O conto passa-se em um futuro em que datas comemorativas se tornam marcas registradas. No caso do Natal, todas as festas oficiais e legalizadas são organizadas pela empresa NatividadeCo. Assim, os cidadãos que quiserem comemorar o natal deverão adquirir os direitos comemorativos, enquanto aqueles que não adquirirem serão proibidos de trocar de presentes, de montar árvores de natal, de vestirem-se de Papai Noel ou utilizar ornamentos do personagem, cantar canções natalinas e tudo mais que envolva o Natal.
O narrador do conto é um pai que ganha na loteria o direito de participar de uma festa oficial de natal ao lado de sua filha. No caminho da festa, o pai e a filha se encontram em uma imensa manifestação, em que vários grupos protestam pelo direito de comemorar o natal.
Entre os manifestantes estão alguns grupos que são chamados de “natalinos radicais”, como os “red and white blocks” e os ajudantes do Papai Noel. Todos, por mais que possuam ideais diferentes, lutam por um mesmo objetivo: a livre celebração do natal. Apesar do objetivo comum, os diferentes manifestantes não conseguem chegar a um consenso. Isso coloca o leitor no papel de pensar e assemelhar com o que acontece na vida real, em que muitos indivíduos querem reivindicar algo que julgam ser seus direitos, mas não conseguem trabalhar em conjunto para então ter mais poder de pressão.

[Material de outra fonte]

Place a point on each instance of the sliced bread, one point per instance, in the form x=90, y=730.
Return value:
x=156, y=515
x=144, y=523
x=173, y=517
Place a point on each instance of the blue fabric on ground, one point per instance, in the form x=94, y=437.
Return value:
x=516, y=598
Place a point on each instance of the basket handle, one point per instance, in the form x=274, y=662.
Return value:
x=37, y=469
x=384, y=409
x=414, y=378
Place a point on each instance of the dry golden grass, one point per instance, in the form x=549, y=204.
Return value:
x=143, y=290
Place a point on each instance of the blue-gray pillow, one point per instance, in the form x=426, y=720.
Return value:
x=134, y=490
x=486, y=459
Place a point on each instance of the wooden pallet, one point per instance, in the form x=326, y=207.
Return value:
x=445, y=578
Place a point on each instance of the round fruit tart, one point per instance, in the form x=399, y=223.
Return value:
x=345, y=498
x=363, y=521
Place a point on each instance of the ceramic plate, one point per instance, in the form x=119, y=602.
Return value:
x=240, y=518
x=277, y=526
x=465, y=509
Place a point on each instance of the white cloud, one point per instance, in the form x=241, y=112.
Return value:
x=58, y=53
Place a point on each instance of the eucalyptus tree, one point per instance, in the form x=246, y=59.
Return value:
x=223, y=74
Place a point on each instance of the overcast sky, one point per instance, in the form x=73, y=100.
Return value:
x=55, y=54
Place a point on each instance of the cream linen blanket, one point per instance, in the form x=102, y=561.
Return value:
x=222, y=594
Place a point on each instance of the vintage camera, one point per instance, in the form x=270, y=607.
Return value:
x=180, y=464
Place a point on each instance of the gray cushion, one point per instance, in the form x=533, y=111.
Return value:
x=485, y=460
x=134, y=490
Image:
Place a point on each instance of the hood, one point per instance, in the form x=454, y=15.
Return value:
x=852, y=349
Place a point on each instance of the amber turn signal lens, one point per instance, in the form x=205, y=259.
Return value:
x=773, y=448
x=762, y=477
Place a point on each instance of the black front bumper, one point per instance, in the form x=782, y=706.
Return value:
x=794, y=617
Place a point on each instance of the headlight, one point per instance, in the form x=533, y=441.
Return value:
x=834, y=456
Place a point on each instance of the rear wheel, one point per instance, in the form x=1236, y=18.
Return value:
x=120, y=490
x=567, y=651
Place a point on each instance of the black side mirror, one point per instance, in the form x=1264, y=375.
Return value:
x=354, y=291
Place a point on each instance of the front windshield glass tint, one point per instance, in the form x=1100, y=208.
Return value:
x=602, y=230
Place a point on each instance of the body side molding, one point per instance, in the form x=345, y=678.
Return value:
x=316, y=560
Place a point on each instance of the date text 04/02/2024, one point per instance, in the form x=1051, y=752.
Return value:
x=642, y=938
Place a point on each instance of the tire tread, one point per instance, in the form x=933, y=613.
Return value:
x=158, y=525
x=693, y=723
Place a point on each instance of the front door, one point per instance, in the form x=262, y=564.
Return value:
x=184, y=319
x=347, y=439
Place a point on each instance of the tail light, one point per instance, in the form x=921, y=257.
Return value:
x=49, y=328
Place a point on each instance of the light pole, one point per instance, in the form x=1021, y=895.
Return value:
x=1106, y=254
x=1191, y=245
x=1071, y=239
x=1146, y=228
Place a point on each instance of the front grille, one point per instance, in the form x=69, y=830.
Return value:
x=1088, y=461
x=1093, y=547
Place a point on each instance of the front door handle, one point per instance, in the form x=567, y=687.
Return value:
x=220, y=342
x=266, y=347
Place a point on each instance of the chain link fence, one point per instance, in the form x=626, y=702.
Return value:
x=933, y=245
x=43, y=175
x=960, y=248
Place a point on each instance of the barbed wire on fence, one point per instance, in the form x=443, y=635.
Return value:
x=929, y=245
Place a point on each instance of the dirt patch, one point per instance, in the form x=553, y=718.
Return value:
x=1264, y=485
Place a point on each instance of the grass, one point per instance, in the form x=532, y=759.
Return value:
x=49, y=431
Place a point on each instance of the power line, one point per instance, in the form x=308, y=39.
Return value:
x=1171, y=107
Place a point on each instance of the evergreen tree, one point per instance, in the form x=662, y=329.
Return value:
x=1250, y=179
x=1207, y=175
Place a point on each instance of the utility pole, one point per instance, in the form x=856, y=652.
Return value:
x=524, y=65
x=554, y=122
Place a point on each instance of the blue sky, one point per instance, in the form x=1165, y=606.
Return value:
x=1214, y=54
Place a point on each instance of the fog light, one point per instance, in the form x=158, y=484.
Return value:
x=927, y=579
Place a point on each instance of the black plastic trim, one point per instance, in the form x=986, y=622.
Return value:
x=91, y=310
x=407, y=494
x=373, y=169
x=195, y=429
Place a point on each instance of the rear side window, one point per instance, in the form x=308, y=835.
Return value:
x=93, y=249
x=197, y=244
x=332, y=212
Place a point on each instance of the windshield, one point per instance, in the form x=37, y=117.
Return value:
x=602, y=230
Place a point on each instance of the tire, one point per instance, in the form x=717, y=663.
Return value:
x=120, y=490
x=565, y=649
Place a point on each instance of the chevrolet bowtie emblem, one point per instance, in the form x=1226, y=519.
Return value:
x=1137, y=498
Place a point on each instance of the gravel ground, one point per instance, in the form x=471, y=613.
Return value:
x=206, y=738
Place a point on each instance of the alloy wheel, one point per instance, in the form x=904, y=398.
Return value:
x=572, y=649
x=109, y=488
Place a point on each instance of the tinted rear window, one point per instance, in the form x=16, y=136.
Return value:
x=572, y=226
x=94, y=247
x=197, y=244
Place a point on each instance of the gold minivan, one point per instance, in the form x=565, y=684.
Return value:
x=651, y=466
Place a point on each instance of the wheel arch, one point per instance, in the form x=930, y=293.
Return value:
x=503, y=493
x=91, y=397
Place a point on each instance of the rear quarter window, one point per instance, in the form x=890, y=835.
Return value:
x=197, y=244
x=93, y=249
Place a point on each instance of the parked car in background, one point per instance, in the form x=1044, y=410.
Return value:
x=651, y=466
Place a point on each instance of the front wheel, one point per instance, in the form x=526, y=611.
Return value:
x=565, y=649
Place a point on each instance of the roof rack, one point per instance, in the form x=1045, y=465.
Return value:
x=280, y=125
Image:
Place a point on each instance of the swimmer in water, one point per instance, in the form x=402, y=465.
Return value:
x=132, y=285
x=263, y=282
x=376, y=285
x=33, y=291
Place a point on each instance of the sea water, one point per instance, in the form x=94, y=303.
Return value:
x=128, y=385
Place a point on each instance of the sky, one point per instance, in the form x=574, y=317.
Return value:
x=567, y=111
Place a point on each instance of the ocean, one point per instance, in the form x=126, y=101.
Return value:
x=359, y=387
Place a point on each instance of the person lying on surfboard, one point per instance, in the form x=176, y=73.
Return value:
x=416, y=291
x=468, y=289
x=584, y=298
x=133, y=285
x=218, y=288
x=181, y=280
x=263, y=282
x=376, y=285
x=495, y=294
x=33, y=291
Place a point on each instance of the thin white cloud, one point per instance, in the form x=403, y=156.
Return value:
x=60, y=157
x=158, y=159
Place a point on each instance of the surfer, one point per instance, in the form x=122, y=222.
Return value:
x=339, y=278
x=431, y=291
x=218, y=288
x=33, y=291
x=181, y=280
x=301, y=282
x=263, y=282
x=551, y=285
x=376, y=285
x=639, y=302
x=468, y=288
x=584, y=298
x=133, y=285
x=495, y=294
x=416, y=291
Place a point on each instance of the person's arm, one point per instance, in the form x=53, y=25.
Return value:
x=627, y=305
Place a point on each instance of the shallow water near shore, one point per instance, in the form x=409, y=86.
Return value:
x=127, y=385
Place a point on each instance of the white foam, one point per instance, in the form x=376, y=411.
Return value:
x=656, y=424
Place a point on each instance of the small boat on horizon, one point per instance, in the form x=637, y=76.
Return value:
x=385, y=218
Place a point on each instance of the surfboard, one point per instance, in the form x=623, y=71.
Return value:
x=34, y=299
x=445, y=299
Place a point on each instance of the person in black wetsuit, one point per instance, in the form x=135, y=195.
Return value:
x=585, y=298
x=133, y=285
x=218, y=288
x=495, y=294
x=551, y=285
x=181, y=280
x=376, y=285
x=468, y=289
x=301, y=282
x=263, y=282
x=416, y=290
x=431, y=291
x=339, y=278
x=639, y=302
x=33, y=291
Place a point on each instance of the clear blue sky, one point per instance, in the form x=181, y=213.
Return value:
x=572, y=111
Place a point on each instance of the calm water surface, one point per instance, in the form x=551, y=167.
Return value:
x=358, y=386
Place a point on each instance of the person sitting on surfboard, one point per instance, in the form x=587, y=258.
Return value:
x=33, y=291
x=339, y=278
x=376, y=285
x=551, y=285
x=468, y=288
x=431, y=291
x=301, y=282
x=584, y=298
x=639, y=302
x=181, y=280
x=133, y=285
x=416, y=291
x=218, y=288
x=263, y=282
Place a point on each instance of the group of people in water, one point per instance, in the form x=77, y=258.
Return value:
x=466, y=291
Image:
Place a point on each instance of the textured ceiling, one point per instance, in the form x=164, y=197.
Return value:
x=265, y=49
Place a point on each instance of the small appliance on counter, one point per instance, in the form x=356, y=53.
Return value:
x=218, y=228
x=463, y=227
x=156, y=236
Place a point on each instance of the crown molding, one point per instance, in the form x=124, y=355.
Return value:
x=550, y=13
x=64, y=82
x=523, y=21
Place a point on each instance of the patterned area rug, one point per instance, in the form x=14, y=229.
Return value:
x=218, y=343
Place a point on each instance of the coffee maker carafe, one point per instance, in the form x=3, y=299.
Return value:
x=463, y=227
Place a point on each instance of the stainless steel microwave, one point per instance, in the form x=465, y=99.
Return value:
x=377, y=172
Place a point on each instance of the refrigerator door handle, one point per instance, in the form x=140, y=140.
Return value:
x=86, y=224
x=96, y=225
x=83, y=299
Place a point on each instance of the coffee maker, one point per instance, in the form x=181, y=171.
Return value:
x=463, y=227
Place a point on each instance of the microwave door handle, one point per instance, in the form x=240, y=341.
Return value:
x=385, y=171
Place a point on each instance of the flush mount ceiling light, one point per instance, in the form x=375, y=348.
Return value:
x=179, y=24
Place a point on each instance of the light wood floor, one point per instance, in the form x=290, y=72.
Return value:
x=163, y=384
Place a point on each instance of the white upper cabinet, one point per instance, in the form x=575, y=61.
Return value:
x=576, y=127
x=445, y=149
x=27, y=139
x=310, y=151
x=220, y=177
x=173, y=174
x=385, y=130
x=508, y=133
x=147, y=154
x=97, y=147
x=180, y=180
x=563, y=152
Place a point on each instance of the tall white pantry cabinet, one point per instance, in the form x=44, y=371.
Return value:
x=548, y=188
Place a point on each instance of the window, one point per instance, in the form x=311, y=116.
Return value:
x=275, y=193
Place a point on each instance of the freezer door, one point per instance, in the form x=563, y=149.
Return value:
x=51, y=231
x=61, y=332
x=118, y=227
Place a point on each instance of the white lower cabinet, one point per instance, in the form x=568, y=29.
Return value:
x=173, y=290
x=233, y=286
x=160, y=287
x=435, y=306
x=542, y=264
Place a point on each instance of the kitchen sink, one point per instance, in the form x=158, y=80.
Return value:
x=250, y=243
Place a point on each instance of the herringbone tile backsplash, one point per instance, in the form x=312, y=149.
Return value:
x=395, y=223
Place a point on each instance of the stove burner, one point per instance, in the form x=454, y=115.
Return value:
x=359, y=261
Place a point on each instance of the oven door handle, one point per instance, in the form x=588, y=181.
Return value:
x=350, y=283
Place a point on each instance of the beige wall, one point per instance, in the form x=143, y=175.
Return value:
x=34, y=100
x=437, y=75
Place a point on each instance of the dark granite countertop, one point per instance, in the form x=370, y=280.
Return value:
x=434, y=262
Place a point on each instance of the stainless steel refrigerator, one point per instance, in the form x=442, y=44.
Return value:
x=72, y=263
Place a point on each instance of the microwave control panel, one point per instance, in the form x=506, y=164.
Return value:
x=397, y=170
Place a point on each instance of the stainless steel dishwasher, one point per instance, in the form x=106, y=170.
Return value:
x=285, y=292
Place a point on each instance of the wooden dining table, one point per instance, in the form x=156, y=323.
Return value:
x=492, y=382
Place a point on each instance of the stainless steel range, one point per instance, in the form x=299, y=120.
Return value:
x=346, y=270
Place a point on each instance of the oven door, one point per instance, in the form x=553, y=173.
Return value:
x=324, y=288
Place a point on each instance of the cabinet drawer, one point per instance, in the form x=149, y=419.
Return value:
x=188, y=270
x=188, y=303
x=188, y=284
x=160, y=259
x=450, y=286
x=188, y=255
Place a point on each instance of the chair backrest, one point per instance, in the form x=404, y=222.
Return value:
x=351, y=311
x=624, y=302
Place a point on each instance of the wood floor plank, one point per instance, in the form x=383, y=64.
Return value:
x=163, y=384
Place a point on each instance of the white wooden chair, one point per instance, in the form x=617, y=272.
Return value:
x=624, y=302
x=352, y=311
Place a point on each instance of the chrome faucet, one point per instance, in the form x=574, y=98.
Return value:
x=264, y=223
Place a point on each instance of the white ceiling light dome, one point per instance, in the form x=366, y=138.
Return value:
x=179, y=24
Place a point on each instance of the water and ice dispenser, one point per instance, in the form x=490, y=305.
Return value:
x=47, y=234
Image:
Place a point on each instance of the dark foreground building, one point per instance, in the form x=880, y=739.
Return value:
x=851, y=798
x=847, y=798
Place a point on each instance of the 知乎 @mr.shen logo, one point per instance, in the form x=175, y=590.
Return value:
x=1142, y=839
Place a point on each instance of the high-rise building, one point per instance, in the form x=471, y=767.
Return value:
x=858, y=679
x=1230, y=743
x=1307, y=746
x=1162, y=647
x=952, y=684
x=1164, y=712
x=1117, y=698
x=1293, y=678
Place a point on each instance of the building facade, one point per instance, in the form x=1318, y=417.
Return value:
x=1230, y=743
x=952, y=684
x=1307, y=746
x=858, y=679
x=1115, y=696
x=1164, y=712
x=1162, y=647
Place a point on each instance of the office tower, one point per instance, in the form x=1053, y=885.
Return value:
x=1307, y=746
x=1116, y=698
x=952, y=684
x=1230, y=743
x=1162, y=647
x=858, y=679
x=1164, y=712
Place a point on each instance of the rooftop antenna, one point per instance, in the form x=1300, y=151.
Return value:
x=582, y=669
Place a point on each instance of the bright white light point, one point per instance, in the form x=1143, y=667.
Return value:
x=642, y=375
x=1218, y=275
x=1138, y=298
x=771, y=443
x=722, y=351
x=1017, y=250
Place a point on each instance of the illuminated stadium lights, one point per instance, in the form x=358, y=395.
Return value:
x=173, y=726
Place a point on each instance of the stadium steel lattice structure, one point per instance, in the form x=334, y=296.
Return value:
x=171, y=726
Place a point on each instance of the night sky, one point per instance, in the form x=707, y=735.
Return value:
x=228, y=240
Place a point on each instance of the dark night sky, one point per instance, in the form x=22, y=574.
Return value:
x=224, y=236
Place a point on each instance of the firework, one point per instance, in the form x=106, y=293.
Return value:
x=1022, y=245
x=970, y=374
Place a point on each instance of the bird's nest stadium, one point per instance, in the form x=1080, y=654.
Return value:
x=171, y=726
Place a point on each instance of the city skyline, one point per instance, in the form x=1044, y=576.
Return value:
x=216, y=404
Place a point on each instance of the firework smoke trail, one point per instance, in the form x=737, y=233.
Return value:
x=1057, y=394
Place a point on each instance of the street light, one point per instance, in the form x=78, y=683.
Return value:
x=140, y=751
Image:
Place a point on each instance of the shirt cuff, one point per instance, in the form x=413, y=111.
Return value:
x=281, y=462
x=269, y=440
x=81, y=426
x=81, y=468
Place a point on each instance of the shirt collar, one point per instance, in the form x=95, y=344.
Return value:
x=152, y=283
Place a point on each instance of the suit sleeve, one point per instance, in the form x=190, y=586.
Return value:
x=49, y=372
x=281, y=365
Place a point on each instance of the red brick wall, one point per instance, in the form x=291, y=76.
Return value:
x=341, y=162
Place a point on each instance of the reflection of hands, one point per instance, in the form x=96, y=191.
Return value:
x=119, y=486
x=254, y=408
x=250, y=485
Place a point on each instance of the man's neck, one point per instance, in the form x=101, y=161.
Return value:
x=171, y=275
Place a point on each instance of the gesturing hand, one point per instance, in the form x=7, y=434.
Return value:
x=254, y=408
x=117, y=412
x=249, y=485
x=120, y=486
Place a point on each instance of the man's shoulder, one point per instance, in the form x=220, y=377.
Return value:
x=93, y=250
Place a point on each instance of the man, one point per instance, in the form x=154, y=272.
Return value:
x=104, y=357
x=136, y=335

Nesta parte das manifestações, China Miéville deixa evidente a sua marca registrada: as ironias, que bem colocadas no texto, empregam implicitamente uma crítica social para os neoliberais conservadores. A principal delas é o medo que a população tem de corporações dominarem as coisas que gostamos ou que tenham uma importância sócio/ambiental, fazendo disso um negócio em que a única atenção é o lucro.
Outro ponto curioso no conto é como os manifestantes são separados de tal forma que cada grupo tem seus próprios interesses e suas lutas. Mesmo todos os grupos em prol de um mesmo objetivo (festejar o natal), não vemos uma frente única bem organizada, o que, por sua vez, só viria a ajudar quem está no poder e detém o natal. Isso nos faz pensar no quanto os grupos sociais precisam, apesar de suas diferenças, refletir sobre formas de confrontação em frentes únicas.
Após a leitura do conto, o leitor poderá soltar a imaginação. Por exemplo, pode questionar-se sobre como seriam as festas típicas de sua região se estas fossem privatizadas. Quem vos escreve, no estado de São Paulo, sê pergunta: e se a Festa Junina fosse privatizada?